O problema para as elites políticas - aquelas que nos têm governado em democracia - é que todas elas são responsáveis por decisões e omissões que contribuíram para criar condições para que acontecessem fenómenos como os de Pedrógão Grande. O caso SIRESP, a crer no que a imprensa tem relatado, é um exemplo - um pequeno exemplo - desse conluio de irresponsabilidade que une, muito para além das diferenças de cor partidária, as várias governações. Exceptuando os que possuem identidades e inclinações políticas mais definidas e militantes, a generalidade das pessoas percebe isto. No entanto, o problema é mais complexo. Não são apenas as decisões políticas e a eventual inépcia técnica as responsáveis.
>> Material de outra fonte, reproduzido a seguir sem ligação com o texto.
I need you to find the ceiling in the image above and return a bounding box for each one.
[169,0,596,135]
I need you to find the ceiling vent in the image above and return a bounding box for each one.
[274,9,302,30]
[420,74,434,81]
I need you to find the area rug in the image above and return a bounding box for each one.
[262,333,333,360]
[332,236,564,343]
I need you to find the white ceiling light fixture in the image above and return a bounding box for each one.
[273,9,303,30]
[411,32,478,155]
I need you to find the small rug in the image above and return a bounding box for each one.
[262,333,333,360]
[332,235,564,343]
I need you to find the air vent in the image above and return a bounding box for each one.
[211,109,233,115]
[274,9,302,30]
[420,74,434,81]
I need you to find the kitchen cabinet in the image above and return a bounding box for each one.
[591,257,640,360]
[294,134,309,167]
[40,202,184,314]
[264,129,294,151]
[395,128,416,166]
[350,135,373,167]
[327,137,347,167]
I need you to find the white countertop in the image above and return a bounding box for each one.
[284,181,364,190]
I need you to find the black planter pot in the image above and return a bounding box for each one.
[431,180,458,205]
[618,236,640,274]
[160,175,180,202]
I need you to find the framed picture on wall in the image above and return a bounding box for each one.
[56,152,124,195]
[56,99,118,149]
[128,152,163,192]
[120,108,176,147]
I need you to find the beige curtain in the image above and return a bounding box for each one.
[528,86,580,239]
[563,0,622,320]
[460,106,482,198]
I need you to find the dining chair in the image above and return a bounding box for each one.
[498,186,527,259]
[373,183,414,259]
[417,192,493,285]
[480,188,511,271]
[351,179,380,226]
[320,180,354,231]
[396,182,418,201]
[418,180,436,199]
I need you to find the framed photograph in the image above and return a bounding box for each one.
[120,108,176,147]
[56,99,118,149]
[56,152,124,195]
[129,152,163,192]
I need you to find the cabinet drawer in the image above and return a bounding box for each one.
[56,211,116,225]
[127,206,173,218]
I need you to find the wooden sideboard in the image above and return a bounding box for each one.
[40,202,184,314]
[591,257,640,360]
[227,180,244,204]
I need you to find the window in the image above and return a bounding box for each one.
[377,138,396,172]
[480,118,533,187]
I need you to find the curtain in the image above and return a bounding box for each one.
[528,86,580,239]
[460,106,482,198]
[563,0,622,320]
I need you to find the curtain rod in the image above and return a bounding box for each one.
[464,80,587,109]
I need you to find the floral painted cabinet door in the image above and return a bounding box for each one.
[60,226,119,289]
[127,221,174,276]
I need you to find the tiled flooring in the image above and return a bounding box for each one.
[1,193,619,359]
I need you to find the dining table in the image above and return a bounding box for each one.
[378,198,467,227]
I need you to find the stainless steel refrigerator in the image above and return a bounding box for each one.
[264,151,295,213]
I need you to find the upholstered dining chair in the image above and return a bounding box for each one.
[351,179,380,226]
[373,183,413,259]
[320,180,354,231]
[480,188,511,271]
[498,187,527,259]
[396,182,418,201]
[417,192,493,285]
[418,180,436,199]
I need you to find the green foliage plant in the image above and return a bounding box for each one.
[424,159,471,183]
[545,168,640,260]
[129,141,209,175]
Há todo um modo de vida que se instalou no país, partilhado por cidadãos e dirigentes, que contribui para que acontecimentos destes tenham um tão terrível desfecho.
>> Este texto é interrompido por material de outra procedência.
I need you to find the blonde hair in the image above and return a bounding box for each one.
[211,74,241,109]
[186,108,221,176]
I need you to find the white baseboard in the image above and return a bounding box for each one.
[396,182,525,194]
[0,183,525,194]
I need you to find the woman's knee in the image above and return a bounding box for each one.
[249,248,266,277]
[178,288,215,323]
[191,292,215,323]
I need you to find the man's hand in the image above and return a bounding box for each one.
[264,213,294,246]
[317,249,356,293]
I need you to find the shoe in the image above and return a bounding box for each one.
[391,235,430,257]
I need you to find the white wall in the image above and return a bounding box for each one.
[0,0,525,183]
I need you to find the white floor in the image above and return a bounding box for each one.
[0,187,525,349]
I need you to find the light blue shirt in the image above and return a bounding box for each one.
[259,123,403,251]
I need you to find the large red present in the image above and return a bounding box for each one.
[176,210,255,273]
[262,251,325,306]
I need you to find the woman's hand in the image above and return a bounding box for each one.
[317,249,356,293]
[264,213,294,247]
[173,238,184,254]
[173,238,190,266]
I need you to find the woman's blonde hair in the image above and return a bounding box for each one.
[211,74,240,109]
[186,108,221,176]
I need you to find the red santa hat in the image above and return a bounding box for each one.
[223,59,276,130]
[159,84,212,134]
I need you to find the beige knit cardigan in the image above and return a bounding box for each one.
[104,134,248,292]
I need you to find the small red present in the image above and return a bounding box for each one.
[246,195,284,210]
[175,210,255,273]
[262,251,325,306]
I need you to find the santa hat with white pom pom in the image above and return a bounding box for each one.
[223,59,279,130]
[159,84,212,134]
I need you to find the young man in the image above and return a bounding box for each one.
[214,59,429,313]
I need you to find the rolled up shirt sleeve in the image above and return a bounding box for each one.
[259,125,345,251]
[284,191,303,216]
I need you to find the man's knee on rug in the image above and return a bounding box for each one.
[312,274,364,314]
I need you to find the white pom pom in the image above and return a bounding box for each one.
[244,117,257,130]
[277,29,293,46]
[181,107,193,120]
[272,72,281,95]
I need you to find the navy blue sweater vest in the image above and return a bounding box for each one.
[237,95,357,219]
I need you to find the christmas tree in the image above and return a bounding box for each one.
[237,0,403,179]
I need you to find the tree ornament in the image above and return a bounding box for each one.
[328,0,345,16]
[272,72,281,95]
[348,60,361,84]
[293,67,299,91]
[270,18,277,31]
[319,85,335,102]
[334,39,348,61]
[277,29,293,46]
O pior que poderá acontecer é que a desgraça de Pedrógão Grande se transforme no início de uma batalha pelo poder. Não porque a direita possa ganhá-la. Não porque a esquerda possa ganhá-la. Fundamentalmente, porque isso ofuscará o que está em jogo. E o que está em jogo são as opções que têm sido tomadas ao longo de muitas décadas por múltiplos governos. O que está em jogo é a natureza do funcionamento das nossas instituições, a sua fragilidade estrutural. O que está em jogo é a própria atitude dos cidadãos. Enfrentar estes problemas - que nascem de hábitos implantados e bem consolidados - é muito mais difícil e desagradável do que lançar uma fronda e combater nela.
Em última análise, essa fronda seria benéfica para o governo e para a oposição. Asseguraria que o essencial se manteria tal como está. Evitaria que se enfrentassem os problemas difíceis e se tomassem decisões desagradáveis, muito desagradáveis, que poriam a nu a natureza maléfica de muitas opções do passado e do presente, que chocariam com os interesses instalados e que seriam contestadas pelos próprios cidadãos. Passado o impacto do momento, o mais provável é que o instinto político dos protagonistas evite enfrentar o desagradável e a tentação frondista se imponha - de início, com certo cuidado - para ocultar os reais problemas que se manifestaram no incêndio de Pedrógão Grande.